وَ اِنْ مِنْ شَىْءٍ اِلَّا يُسَبِّحُ بِحَمْدِهٖ بِاسْمِهٖ سُبْحَانَهُ
اَلسَّلَامُ عَلَيْكُمْ وَ رَحْمَةُ اللّٰهِ وَ بَرَكَاتُهُ
Aziz, sıddık kardeşlerim,
Sizin duanız beni ehemmiyetli isabet-i nazar hastalığından ve cebren hastahaneye gönderilmek tehlike-i elîmesinden kurtarmağa sebep olduğuna şüphem kalmadı. Elhamdülillah pek şiddetli olan o hastalığın tehlikesi geçti, hafifleşti.

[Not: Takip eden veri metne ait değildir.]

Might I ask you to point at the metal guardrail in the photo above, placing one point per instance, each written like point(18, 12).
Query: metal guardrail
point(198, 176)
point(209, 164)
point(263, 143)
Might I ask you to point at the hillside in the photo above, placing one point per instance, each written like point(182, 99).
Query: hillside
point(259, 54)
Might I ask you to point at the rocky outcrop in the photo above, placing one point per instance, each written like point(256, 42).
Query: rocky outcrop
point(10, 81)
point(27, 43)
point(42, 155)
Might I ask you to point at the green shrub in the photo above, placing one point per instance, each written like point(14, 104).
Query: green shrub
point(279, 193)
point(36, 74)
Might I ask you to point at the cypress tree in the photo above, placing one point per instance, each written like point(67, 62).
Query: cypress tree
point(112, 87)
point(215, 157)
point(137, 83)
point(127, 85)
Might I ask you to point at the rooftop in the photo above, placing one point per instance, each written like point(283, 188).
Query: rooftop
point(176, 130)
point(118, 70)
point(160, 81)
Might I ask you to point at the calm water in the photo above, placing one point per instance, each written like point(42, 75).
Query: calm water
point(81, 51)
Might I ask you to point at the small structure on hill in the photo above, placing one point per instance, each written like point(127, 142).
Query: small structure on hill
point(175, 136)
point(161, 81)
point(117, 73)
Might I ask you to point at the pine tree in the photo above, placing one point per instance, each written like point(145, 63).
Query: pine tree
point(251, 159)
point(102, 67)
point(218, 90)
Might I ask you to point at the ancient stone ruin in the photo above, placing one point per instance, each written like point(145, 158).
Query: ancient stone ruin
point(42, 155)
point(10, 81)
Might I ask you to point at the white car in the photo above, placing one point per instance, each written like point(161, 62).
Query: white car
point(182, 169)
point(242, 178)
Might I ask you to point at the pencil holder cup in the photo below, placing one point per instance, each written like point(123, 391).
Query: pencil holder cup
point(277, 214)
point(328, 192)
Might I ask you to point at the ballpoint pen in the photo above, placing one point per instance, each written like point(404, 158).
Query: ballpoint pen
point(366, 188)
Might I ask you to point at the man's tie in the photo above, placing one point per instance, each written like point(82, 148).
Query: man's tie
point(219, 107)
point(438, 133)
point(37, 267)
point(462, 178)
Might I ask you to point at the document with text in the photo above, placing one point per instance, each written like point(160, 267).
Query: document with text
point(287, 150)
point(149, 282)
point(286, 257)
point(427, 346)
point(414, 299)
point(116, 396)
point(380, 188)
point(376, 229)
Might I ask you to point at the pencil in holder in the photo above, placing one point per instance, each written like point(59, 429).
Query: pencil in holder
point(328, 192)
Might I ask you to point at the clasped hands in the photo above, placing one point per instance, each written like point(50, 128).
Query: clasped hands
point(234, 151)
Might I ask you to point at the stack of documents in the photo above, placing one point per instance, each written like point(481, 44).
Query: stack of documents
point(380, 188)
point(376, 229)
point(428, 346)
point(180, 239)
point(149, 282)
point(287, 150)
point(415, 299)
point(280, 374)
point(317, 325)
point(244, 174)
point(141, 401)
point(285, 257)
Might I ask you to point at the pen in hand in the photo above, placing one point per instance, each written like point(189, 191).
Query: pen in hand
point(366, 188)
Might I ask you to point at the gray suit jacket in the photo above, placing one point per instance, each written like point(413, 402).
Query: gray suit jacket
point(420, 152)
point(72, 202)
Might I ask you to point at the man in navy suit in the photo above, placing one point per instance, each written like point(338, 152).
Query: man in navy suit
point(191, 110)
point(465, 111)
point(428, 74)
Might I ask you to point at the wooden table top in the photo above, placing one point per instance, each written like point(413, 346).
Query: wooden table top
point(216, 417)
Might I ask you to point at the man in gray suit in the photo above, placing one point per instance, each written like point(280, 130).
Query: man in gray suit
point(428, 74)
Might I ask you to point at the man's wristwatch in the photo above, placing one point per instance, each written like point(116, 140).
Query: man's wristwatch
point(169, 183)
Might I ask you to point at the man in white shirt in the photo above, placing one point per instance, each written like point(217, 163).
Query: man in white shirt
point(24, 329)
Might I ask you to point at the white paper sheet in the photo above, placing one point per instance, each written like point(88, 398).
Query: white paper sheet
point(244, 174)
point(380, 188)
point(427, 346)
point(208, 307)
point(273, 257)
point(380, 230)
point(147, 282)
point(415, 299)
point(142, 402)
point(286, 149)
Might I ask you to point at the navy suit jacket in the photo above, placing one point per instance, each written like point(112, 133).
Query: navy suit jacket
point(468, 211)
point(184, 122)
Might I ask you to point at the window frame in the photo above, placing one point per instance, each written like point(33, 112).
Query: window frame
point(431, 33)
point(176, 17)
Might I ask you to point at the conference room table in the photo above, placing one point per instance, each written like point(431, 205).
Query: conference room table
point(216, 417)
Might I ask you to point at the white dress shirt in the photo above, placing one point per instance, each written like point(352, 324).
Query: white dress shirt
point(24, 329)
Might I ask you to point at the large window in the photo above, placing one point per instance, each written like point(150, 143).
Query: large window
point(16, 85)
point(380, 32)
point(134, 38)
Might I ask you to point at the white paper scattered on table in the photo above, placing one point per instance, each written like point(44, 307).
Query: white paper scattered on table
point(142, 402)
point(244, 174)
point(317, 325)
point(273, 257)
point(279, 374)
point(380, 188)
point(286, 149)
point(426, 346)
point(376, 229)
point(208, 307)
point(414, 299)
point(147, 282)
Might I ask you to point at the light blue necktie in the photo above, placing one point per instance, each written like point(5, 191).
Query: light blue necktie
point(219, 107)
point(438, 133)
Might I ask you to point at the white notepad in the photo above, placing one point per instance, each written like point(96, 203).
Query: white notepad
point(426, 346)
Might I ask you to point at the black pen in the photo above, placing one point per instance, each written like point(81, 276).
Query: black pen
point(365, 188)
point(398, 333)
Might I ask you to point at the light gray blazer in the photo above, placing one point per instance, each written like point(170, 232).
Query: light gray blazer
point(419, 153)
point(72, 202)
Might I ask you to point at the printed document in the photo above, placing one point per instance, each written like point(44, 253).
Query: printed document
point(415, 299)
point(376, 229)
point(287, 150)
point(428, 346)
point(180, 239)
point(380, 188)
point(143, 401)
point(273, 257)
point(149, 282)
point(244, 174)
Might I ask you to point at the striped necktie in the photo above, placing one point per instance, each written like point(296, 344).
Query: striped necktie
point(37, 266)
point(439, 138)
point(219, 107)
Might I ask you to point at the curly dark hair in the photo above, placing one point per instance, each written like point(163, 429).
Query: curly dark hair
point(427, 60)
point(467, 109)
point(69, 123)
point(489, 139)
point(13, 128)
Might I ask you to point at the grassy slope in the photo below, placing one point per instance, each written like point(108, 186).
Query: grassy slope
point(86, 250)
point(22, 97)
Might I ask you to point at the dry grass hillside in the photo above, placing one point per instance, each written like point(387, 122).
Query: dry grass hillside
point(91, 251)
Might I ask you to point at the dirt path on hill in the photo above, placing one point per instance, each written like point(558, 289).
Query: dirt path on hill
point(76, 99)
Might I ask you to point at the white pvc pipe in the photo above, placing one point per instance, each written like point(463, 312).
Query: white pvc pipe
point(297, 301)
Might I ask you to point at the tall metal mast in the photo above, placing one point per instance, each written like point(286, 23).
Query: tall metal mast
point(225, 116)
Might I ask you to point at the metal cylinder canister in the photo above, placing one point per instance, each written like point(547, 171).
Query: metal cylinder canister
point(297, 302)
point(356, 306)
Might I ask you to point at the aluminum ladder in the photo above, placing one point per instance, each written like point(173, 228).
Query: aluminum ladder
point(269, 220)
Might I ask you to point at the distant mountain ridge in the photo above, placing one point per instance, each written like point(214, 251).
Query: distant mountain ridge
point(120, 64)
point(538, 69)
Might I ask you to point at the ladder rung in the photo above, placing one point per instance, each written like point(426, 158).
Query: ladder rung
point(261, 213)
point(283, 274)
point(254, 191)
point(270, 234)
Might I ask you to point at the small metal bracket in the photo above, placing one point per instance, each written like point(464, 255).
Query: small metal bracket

Kardeşlerim, ehl-i vukuf raporundan anlaşılıyor ki, Risale-i Nur bize karşı bütün muarız taifeleri mağlûp ediyor ki, Hüccetüllahi’l-baliğa ve İhtiyarlar ve İhlâs risalelerine tekrar ile nazar-ı dikkati celbediyorlar. Hem gayet sathî ve cevabları pek zâhir ve güya mutaassıbane, hocavarî tenkitleri ve hiç münasebeti olmayan ve hakiki mutabık olan meseleleri anlamadan “mabeynlerinde tezad var” demeleri ve Risale-i Nur’un yüzde doksanını tamamıyla çekinmeyerek tasdikleri ve takdirleri ve teslimleri ve Hücumat-ı Sittenin Zeylinin pek şiddetli bir surette yeni icadlara fetva verenleri cerh ve tezyif etmesine mukabil yalnız “nezahet-i lisaniye değil” ve dinsizler tarafından öldürülen mazlum ve dindar hıristiyanlar ahirzamanda bir nevi şehid olabilir dediğimi; baş açık namaz kılmak ve Türkçe ezan okumağa dair Zeylin şiddet-i hücumunu zıd göstermeleriyle iktifa etmeleri, kat’iyen onların Risale-i Nur’a karşı mağlubiyetlerini gösteriyor ve kanaat veriyor.